Uzun uzun dil döküp, bunu onun iyiliği için istediğimizi güzelce anlattıktan sonra anneannemle aynı odada olmak şartıyla bakımevine gitmeyi kabul etti.Tüm aile bu şartı kolayca kabul etmişti.Dedem 'sevgilisiyle birlikte olmak' istediğini söyleyip duruyordu.
Bakımevi yöneticisi de bu ricayi olumlu karşıladı ve dedemi bakımevine yerleştirdik.Anneannemin odasındaki kadının başka bir odaya yerleştirilmesi ve dedemin onun yanına taşınması birkaç gün sürecekti.
Fakat günler haftaları izledi.Dedem anneannemin yanına bir türlü taşınamadı.Giderek sinirleniyor ve bize bozuluyordu.Karısının yanına yerleşememesini anlamıyordu.Üstelik aynı katta bile değillerdi.Her seferinde odayı bulayım derken kayboluyordu.Annem sık sık bakımevini aramasına rağmen tatmin edici bir cevap alamıyordu.Sonunda bakimevinin yöneticisi anneme bir arada kalmaları fikrinin çok da iyi olmadığını söyledi.Dedemin, anneanneme daha iyi bakabilmek için bir şeyler yapmaya çalışırken düşebilir, bir yerini incitebilirdi.
Aslında haksız da sayılmazlardı.Bu yüzden annem ve teyzelerin bu kararı önce kabul etti ama sonra her biri çok üzüldü.Dedemi karısından ayırmak hiç de mantıklı bir karar değildi.O sadece hayat arkadaşıyla, 68 yıllık sevgilisiyle birlikte olmak istiyordu.Çok mutsuzdu.Sürekli bu konuyla ilgili yakınıyordu.Gözlerindeki hayat enerjisi gün geçtikçe sönüyordu.

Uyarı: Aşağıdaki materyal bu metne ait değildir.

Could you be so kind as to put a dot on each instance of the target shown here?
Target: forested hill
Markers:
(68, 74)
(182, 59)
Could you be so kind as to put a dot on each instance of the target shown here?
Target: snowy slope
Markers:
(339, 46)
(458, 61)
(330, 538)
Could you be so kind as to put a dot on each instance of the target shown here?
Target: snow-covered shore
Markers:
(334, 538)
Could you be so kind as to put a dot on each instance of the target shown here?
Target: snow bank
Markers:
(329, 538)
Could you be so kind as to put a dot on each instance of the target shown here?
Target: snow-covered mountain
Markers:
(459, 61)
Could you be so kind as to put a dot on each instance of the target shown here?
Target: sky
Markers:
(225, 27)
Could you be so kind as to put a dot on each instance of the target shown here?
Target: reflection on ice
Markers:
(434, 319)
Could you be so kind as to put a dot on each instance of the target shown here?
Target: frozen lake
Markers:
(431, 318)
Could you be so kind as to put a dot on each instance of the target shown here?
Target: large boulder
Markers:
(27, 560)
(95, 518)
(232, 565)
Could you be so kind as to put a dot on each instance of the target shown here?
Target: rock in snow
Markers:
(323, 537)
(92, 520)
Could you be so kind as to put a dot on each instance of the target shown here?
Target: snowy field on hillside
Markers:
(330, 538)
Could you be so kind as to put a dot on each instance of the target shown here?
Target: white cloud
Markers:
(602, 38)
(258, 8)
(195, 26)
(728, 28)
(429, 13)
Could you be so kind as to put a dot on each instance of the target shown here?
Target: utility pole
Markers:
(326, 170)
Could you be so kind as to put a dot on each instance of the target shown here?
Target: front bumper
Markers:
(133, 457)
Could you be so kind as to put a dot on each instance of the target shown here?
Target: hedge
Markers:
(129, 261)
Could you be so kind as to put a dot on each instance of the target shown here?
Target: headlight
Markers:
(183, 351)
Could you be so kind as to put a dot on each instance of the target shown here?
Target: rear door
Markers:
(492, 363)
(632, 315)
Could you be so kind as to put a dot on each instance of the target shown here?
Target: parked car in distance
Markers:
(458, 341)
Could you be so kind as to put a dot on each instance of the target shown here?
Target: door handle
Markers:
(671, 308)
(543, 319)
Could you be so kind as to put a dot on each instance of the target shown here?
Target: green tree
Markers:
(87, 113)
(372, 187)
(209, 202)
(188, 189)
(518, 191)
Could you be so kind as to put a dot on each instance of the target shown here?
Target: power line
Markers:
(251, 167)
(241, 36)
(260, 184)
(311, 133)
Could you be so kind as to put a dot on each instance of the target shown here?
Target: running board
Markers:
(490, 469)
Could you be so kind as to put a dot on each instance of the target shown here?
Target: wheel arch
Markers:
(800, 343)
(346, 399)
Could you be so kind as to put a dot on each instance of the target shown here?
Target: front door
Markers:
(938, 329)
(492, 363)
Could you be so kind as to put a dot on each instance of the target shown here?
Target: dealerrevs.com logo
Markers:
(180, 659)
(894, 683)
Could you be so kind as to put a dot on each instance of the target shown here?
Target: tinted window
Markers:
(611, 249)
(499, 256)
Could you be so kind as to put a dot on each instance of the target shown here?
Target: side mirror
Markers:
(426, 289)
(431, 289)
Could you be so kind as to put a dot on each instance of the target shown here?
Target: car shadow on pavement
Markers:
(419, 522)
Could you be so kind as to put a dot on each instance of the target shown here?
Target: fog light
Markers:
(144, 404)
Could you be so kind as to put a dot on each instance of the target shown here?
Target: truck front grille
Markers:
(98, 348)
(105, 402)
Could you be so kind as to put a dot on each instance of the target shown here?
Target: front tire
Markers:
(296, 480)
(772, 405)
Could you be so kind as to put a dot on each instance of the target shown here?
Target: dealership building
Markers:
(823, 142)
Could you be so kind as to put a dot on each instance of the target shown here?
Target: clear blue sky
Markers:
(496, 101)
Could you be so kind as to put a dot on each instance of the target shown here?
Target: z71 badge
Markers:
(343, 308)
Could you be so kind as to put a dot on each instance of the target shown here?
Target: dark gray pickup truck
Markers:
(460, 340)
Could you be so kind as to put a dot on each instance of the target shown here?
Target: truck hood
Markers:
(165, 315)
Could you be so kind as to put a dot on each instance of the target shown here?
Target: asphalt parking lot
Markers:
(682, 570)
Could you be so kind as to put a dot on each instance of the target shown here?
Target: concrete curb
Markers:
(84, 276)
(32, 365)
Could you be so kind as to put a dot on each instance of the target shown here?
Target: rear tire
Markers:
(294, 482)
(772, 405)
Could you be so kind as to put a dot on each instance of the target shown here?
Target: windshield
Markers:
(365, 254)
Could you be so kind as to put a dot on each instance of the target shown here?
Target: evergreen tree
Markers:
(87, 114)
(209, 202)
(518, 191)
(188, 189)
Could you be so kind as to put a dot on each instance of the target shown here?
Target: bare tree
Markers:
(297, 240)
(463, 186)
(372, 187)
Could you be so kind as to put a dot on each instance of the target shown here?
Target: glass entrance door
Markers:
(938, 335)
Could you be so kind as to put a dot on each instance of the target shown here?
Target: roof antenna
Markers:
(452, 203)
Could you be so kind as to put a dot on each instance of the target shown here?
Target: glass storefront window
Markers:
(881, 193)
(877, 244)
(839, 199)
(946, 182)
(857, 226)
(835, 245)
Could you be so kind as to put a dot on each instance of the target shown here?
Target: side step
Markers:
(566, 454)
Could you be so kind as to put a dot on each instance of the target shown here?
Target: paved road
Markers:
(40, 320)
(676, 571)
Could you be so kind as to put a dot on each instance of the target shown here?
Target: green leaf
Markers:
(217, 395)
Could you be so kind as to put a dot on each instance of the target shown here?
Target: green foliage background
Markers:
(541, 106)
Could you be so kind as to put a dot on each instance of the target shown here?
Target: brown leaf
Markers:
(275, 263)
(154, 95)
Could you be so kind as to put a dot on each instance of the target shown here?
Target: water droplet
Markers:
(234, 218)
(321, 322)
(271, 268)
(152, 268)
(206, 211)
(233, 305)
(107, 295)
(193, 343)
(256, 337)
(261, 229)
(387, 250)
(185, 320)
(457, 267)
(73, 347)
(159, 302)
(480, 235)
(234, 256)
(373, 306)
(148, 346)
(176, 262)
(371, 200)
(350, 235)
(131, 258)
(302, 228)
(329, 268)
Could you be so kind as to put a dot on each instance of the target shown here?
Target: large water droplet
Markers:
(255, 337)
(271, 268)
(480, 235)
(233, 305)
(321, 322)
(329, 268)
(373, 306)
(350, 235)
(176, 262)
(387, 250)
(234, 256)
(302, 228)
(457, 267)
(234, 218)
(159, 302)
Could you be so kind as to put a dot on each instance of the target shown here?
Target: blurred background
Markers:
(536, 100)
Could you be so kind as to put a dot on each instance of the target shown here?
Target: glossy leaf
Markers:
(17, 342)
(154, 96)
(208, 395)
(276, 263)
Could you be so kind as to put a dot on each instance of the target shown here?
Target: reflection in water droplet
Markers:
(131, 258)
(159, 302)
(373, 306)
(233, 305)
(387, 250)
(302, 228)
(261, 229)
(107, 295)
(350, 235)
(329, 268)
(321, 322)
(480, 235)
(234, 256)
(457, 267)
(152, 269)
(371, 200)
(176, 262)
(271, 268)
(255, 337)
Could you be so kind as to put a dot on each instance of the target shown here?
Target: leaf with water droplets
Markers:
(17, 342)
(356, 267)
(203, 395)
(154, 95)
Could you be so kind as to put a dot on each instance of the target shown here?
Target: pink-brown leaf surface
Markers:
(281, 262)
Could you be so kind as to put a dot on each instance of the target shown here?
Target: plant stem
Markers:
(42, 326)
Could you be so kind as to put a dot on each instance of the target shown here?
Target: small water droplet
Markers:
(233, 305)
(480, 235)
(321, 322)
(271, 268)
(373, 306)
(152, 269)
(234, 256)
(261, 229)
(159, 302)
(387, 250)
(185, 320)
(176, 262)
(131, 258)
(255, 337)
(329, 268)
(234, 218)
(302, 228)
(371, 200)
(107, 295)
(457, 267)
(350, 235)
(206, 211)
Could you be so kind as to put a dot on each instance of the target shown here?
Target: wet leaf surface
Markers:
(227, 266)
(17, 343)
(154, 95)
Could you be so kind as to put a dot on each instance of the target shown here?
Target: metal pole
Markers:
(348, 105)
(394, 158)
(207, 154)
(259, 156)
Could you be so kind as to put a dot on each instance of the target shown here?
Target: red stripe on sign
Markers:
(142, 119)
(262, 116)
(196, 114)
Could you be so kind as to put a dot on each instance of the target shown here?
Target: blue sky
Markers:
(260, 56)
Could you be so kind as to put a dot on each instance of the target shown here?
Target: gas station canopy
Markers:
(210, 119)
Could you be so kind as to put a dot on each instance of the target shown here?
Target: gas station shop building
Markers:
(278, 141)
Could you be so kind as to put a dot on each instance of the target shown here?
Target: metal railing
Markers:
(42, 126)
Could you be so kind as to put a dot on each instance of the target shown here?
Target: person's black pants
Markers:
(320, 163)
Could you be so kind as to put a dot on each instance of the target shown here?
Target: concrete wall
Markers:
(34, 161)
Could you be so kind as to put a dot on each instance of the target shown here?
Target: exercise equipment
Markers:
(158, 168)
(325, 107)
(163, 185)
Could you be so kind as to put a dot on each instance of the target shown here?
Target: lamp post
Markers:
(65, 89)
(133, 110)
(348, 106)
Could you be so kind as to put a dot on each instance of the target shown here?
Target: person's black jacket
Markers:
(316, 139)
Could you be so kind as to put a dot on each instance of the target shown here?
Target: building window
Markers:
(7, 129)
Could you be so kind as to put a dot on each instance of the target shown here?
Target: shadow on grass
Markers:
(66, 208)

O sabah annemle telefonda konuşurken dede mi uzun zamandır görmediğimi hatırladım.Gözyaşları içinde babasının mutsuzluğundan bahseden annemi dinledikçe ben de içleniyordum.Dedemin anneannemle birlikte olması gerektiğini düşünüyor, ona hak veriyordum.
Annemle konuştuktan sonra bu duruma bir el atmayı karar verdim ve bakımevinin yöneticisini aradım.Durum hakkında bilgi almak istediğimi söylediğimde anneme söylenenler yinelendi.Ben de yöneticiye dedeme verdiğimiz sözü anlattım ve ikisinin aynı odada olması gerektiğini açıkladım.Sebeplerini yinelediler ama ben de kararlıydım.
68 yıl birlikte geçiren bu iki sevgiliyi ayırmaya hakları yoktu.Hem birlikte olduklarında duygusal olarak büyük ölçüde rahatlayacaklardı.
Uzun uzun tartıştıktan sonra artik kendimi tutamadım ve patladım."Ne dememi istiyorsunuz artık? 98 yaşındaki dedemin, gözlerinde hayat ışığını kaybetmesi mi yoksa sevdiği kadına yardım ederken bileğini incitmesi mi daha önemli? Dedem kalan zamanını karısıyla geçirmek istiyor ve doğru olan da bu!"
Telefonun ucundaki sessizlikten bakımevi yöneticisinin de bana bak verdiğini hissediyordum.Bu konuşmayı yaptığımızda saat sabahın onuydu ve eğer öğleden sonra üçe kadar onları aynı odaya yerleştirmezse ikisini de o bakımevinden alacağımı sözlerine eklemiştim.
Konuşmamız bittikten sonra hemen annemi aradım ve dedemle anneannemi görmeye gideceğimizi söyledim.
Bakımevine vardığımızda anneannem uyuyordu.Dedem de yanı başına oturmuş onun saçlarını okşuyordu.Bizi görünce heyecanlandı.Gözlerindeki pırıltı geri gelmişti.Hemen bana 'sevgilisiyle' nasıl tanışmaya anlatmaya başladı.Siyah saçlarına tutturduğu kırmızı kurdeleyi anlattıktan sonra cüzdanını çıkarıp fotoğrafı göstermeyi de ihmal etmedi. Ardından anneanneme bakıp gülümsedi.En sonunda olması gereken yerdeydi.